HACKER Q&A
📣 getlawgdon

I use coding agents daily, but how do real engineers use them?


I have a broad but shallow technical background (longtime management consultant) and use agents (a variety of services and models in VS Code) extensively for my own projects. I know I'm hitting a ceiling. My workflow is naive and nonpro, a lot of tinkering and bashing my way through code generation, context drift, manual fixes, etc.

I want to learn how senior engineers treat these tools. Processes, systems, guardrails, must-dos, etc.

If you write code for a living and have integrated agents into your workflow, what does your system look like?

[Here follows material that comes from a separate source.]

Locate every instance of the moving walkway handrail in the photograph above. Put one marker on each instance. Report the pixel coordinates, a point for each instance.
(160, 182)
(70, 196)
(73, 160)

Any/all input is welcomed: resources, URLs, outlines, warnings, discoveries, recommendations.

None of these are specifically needed, but ideas?

-How do you structure a brand new project? Scaffolding, git init/ignore? Repos? Initial commit strategies? How do you keep stuff out of the context window that you don't want in it?

-How do you "layer" your work so it's much more about the context and integrity of the structure and much less about prompts?

-Do you switch models (often? ever)? Why?

-What other tooling do you have alongside basic agents/environments?

-What are "pro habits" that I don't have and should?

-Any suggestions for how to work in a very domain-specific endeavor to try to increase the utility of the agents for a silo like this?


  👤 blinkbat Accepted Answer ✓
I don't find that the models are so capable that the workflow can be "much less about prompts". you still need to be in the loop, prompting and validating, to get good output. people will say otherwise -- I say those people are full of shit, have an adverse incentive, or don't have high standards.